Pour mieux le comprendre, il faut présenter de façon plus systématique la théorie juridique de Marx. Il s’agit de saisir l’articulation entre droit, idéologie, superstructure et théorie du droit. Il semble que la place du droit évolue dans la pensée de Marx. On peut distinguer deux moments principaux dans son œuvre où se dégage une philosophie juridique cohérente. De 1844 à 1848, le droit apparaît clairement comme une composante de l’idéologie. Marx parle ainsi des « idées bourgeoises de liberté, de culture, de droit… ». Dans L’Idéologie allemande, le droit est assimilé à la religion, qui est l’exemple même de l’idéologie. Les juristes sont, dans ce même texte, qualifiés d’idéologues. Le droit est considéré comme un discours, un ensemble d’idées qui expriment la volonté des classes dominantes. Apostrophant la bourgeoisie, Marx écrit qu’il « n’est que la volonté de votre classe [la bourgeoisie] érigée en loi ». Le droit apparaît ainsi comme une idéologie utilisée par la classe capitaliste pour asseoir sa domination.
Toutefois, aucune distinction n’est faite entre l’idéologie produite par le droit et celle produite par les philosophes du droit. La remarque de Kelsen s’avère donc en partie justifiée. Leurs discours respectifs semblent subsumés sous la catégorie d’illusion juridique :
cette illusion juridique qui consiste à réduire le droit à la simple volonté conduit nécessairement, dans le développement ultérieur des rapports de propriété, à ce que quelqu’un puisse avoir un titre juridique sur une chose sans avoir effectivement la chose.
Cette illusion s’exprime dans une institution réelle. En même temps, et bien que cela ne soit pas explicite, elle caractérise la philosophie du droit de Hegel. Ces deux aspects semblent inextricablement mêlés. On ne peut pourtant en rester là, car Marx établit dans son essai Sur la Question juive, une distinction entre théorie et praxis dans la vie politique. Un droit peut être affirmé théoriquement et nié dans la pratique effective de la vie politique, comme sous la Révolution française. Il y a une distinction entre ce que dit le droit et sa réalité. Le droit peut donc s’analyser aussi dans sa pratique matérielle, bien que, pour Marx, l’essentiel reste son aspect théorique, c’est-à-dire idéologique : « la praxis n’est que l’exception et la théorie est la règle ». L’aspect matériel du droit est affirmé dans d’autres passages. Dans L’Idéologie allemande, l’État est par exemple défini comme « la forme d’organisation que se donnent nécessairement les bourgeois, aussi bien à l’extérieur qu’à l’intérieur, afin de garantir leur propriété et leurs intérêts ». La notion de forme d’organisation renvoie à sa réalité matérielle, institutionnelle. Dans un autre passage, Marx isole le droit, la morale et l’État en tant que manifestation de la répression et s’interroge sur la fonction de cette répression.
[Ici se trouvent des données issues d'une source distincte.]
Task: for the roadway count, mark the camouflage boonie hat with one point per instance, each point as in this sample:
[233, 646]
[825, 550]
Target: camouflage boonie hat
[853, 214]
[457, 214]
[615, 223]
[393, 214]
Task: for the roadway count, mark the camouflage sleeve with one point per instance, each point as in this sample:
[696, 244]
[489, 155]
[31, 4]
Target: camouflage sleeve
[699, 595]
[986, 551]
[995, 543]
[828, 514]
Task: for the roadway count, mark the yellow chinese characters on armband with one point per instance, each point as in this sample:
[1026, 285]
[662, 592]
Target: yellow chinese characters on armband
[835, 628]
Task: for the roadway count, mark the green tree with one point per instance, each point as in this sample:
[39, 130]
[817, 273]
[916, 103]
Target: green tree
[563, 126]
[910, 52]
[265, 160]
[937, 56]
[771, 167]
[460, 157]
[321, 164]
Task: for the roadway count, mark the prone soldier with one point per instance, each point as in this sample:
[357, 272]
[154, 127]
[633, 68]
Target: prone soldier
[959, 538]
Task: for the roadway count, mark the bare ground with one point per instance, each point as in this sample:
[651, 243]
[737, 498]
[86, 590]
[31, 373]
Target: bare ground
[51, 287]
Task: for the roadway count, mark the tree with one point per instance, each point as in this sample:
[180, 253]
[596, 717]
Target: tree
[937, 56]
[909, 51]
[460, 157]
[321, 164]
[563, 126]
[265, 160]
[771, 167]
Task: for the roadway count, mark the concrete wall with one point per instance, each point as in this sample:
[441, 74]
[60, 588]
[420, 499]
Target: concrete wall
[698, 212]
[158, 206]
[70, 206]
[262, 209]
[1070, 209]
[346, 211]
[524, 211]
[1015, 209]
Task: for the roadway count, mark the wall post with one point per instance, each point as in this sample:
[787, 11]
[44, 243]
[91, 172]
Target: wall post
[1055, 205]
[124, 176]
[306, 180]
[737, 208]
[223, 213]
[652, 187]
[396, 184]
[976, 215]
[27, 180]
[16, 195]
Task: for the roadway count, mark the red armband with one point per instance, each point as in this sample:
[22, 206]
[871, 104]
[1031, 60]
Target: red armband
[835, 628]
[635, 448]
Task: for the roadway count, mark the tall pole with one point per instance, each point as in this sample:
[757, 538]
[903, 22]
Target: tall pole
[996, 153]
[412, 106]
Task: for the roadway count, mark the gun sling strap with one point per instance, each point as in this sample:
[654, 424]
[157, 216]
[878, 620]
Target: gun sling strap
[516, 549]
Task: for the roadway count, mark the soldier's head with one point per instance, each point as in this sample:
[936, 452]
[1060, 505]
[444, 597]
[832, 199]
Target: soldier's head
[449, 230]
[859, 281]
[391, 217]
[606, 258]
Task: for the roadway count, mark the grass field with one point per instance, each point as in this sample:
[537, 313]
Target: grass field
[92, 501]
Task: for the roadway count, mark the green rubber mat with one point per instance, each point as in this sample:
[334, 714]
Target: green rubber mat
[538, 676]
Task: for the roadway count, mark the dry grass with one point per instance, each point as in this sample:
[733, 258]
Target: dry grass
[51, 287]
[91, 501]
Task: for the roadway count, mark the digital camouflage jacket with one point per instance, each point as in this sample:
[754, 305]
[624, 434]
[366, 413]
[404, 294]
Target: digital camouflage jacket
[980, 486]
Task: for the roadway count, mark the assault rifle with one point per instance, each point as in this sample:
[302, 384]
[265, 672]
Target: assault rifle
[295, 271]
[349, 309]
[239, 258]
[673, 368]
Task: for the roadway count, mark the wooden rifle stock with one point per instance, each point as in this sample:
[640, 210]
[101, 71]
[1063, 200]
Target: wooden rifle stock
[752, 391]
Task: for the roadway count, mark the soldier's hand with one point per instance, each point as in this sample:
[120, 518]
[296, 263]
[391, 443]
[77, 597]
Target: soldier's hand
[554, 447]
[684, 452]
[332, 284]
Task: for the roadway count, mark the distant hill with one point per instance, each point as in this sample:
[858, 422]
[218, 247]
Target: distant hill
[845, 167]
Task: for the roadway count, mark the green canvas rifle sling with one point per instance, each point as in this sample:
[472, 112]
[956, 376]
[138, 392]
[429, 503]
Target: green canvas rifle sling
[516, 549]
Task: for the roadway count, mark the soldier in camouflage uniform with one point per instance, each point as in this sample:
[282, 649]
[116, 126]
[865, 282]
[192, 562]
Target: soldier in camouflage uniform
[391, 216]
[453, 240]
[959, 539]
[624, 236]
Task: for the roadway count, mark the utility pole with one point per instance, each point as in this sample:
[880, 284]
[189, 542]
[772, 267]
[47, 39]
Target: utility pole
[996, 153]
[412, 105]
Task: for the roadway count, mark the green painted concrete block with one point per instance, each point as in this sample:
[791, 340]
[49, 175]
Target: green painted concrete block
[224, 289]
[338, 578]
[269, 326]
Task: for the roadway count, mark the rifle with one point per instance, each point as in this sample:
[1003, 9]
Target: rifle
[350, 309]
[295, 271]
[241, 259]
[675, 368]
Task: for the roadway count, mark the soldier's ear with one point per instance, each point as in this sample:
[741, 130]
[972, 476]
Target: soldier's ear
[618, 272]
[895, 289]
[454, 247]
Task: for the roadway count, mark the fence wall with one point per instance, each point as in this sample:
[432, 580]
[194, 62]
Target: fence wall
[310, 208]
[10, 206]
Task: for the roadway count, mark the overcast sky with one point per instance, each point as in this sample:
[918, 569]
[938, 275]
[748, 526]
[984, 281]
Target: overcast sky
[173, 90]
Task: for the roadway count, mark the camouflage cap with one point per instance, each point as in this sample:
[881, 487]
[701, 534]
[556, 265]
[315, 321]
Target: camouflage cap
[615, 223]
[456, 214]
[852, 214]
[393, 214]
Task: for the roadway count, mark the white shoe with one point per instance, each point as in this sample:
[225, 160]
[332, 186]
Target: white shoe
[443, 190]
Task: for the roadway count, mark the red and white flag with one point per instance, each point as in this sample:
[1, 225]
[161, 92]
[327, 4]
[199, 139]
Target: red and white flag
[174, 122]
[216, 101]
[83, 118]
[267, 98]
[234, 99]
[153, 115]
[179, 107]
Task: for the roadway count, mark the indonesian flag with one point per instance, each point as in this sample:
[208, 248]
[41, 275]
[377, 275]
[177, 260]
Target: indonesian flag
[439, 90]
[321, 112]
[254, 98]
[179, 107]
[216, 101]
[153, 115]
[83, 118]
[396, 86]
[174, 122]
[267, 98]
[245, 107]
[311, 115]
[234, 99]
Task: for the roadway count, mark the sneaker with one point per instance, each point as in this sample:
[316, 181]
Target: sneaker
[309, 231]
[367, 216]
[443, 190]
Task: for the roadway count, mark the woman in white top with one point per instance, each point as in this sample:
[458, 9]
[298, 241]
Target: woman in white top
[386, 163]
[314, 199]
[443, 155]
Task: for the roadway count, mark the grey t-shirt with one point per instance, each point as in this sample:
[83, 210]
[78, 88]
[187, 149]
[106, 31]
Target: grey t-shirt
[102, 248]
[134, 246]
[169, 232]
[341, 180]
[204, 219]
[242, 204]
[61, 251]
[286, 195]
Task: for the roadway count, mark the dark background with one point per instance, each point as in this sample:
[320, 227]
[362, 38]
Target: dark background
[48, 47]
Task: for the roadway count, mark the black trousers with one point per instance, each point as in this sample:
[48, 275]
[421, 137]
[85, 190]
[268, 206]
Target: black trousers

Il est possible de résumer la vision du droit de Marx dans ses textes de jeunesse de la manière suivante. C’est une idéologie, c’est-à-dire un discours qui pose comme valeurs suprêmes les formes sociales qui perpétuent la domination de la classe bourgeoise, la propriété par exemple. Ces valeurs commandent un ensemble de pratiques et d’institutions, marquées par la répression, qui matérialisent l’idéologie juridique. Elles sont l’instrument matériel de la domination capitaliste, la forme d’organisation de son pouvoir. Les institutions juridiques ont une réalité, au sens où elles correspondent à des institutions réelles, mais ces institutions sont le produit d’idées et de valeurs qui expriment des intérêts partiaux présentés comme universels. Ces intérêts sont eux-mêmes le produit des rapports matériels de production. L’idéologie juridique n’a, en revanche, pas de pouvoir déterminant sur les rapports sociaux, si ce n’est sur les institutions spécifiques de répression qui la matérialise. Le droit transforme simplement un état de fait, des rapports sociaux déterminés, en valeurs, supposément universelles. C’est en ce sens qu’il est la reconnaissance officielle du fait. La contradiction pointée par Kelsen selon laquelle il ne pourrait à la fois être une conscience déformée du réel et exprimer ce réel est levée. Le droit exprime un état de fait parce qu’il est le produit des rapports sociaux, mais dans la mesure où il transforme cet état de fait en valeurs, il se pose comme idéologie.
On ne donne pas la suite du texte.